ATF 145 III 190 | TF, 13.03.2019, 4A_444/2018*

En présence de plusieurs prestations contractuelles caractéristiques, les tribunaux des différents lieux d’exécution de ces prestations sont en principe compétents à raison du lieu pour statuer sur les actions découlant du contrat. Il n’est pas utile de rechercher avec quel lieu le contrat a les liens les plus étroits. Le Tribunal fédéral ne tranche pas si en présence de tels fors multiples, il convient d’agir exclusivement au for de la prestation litigieuse .

 Faits

Une société construit une station-service dans le canton de Berne. Elle confie la direction des travaux et d’autres tâches à une entreprise spécialisée en la matière.

Pendant les travaux, un incendie se déclare sur le site. Or, aucune assurance immobilière n’a été conclue pour les travaux en cours.

Le maître d’ouvrage agit en responsabilité contre la société chargée de la direction des travaux auprès du Tribunal de commerce du canton de Berne, au motif que la conclusion d’une assurance immobilière aurait incombé à la défenderesse.

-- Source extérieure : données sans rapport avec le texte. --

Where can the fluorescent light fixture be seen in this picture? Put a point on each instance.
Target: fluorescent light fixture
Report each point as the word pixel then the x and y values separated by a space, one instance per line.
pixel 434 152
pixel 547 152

Sur demande de la défenderesse, le Tribunal de commerce limite la procédure (art. 125 CPC) à la question du for. Par décision incidente (art. 237 CPC), il se déclare compétent à raison du lieu et entre en matière sur le fond.

La société chargée de la direction des travaux forme recours auprès du Tribunal fédéral contre cette décision incidente. Le Tribunal fédéral est ainsi appelé à préciser la notion de « lieu de la prestation caractéristique » au sens de l’art. 31 CPC.

Droit

Aux termes de l’art. 31 CPC, parmi d’autres, le tribunal du lieu où la prestation caractéristique doit être exécutée est compétent pour statuer sur les actions découlant d’un contrat. En présence d’un élément d’extranéité, l’art. 113 LDIP prévoit un régime similaire. L’art. 117 LDIP relatif au droit applicable précise quelle est la prestation caractéristique dans un certain nombre de contrats. Dans le mandat, le contrat d’entreprise et d’autres contrats de prestation de service, il s’agit de la prestation de service (art. 117 al. 3 let. c LDIP). La notion de prestation caractéristique est la même à l’art. 31 CPC.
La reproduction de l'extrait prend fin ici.